Tutte queste considerazioni disegnano il mio sgomento, il mio sentire che non ho scampo, che proprio tutto mi verrà passato al setaccio e che niente mi verrà risparmiato.
«Ero un bambino quando è successo», gli dico cercando di giustificarmi come è costume di ogni colpevole, non considerando che anche il mio giudice è un fanciullo, «giocavo a cacciare i gatti del paese con una canna in mano. Non avevo intenzione di ucciderli», mi rovello a trovare attenuanti, «credo mi divertissi solamente a rincorrerli».
Egli, seduto accanto a me sul ciglio del letto, poggia il piccolo capo pesante sulla mia coscia.
«C’era questo gatto su cui una mattina mi incaponii, lo rincorsi per i prati, i turriti, le campagne gonfie di graminacee, ripromettendomi che non avrei smesso di corrergli appresso finché non lo avessi fatto mio».
E poi?, vengo incalzato.
«E poi quella povera bestia entrò maldestramente nel cavo di un muro a secco, senza possibilità di fuga. Io ero davanti all’animale con la canna in mano e l’osservavo mentre alternava soffi minacciosi a queruli miagolii. Dopo un poco lo passai da parte a parte, ma non so dirti perché».

Egli piange scorato, piange singhiozzando, spingendo il viso sulla mia coscia. Con la mano gli accarezzo i capelli, faccio scorrere le dita per i suoi stopposi ciuffi premendo morbosamente il suo cuoio capelluto, come a consolarlo, come in realtà a chiedergli l’assoluzione.
Questa mia mano che ora melliflua si esprime con dolcezza non è la stessa che piccolina impugnò quella canna fino a tingerne la punta di rosso? Questa mano senza vergogna. Immagino che potrei amputarmela con la mannaia affissa al magnete giù in cucina. Penso però che dovrei dare un colpo secco e deciso, per separarmene di netto, un colpo insicuro che recide a metà mi farebbe orrore e senso. Ma dopo essermene mozzata una, come farei ad agire ugualmente con l’altra?

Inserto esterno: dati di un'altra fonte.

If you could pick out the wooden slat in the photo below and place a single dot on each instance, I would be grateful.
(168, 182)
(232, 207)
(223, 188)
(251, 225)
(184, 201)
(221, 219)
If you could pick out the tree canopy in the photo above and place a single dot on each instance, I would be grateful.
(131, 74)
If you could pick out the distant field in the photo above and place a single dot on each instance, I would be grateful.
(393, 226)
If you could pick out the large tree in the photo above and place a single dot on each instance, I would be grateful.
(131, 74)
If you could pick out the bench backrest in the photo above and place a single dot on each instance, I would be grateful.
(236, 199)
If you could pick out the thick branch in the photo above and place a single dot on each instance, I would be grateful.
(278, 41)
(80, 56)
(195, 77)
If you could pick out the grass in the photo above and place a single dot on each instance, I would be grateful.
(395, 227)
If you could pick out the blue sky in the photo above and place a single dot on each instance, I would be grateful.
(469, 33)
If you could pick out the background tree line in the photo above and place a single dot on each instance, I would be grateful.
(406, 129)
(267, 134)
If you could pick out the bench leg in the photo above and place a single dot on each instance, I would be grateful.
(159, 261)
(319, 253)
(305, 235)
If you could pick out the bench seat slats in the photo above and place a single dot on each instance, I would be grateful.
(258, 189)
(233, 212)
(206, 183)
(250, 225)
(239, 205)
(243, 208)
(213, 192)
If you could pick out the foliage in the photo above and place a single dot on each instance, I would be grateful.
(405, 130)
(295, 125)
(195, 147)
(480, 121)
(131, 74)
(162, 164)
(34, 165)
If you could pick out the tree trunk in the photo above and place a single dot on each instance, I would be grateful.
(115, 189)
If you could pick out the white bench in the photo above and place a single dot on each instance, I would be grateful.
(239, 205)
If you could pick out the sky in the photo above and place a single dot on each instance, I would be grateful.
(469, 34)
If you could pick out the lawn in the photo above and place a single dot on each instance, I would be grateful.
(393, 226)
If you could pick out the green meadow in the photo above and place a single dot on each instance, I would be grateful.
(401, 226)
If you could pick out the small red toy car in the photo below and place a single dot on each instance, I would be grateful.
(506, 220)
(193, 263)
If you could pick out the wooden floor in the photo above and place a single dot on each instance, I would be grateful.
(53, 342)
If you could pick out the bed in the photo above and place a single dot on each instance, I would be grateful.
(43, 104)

E mentre mi lambicco il cervello su come trovare un espediente per amputarmi anche la sinistra, il figlioletto alza il muso impiastricciato di muco e lagrime e mi fa: «Ho capito, non sapevi quello che facevi». «Mi dispiace», gli dico. «Va tutto bene», mi rassicura. Poi esce dalla camera accompagnato dal mio silenzio di pietra.
È andata bene, sono stato assolto, mi dico. Ma di sotto lo sento ancora piangere, più forte, più disperato, come se non prendesse pace. Questo pianto in lontananza, attutito dalle pareti della stanza, mi scuote le viscere. È un pianto fantasma che si imprime nella mia corteccia cerebrale. Questo pianto duraturo, che pare non trovare mai requie, è un pianto panteistico, che ha viaggiato per il tempo e per lo spazio, fino ad arrivare qui per rimbombarmi nella testa. Esso si mostra essere, in definitiva, la mia condanna.
Ero solo un bambino, continuo a giustificarmi con me stesso, sono innocente, sospiro ottuso, eppure odo implacabile il verdetto finale che recita la mia colpevolezza proprio in quei gemiti lontani che appartengono a tutto il dolore del mondo che piange inconsolabile l’assassinio di una sua creatura.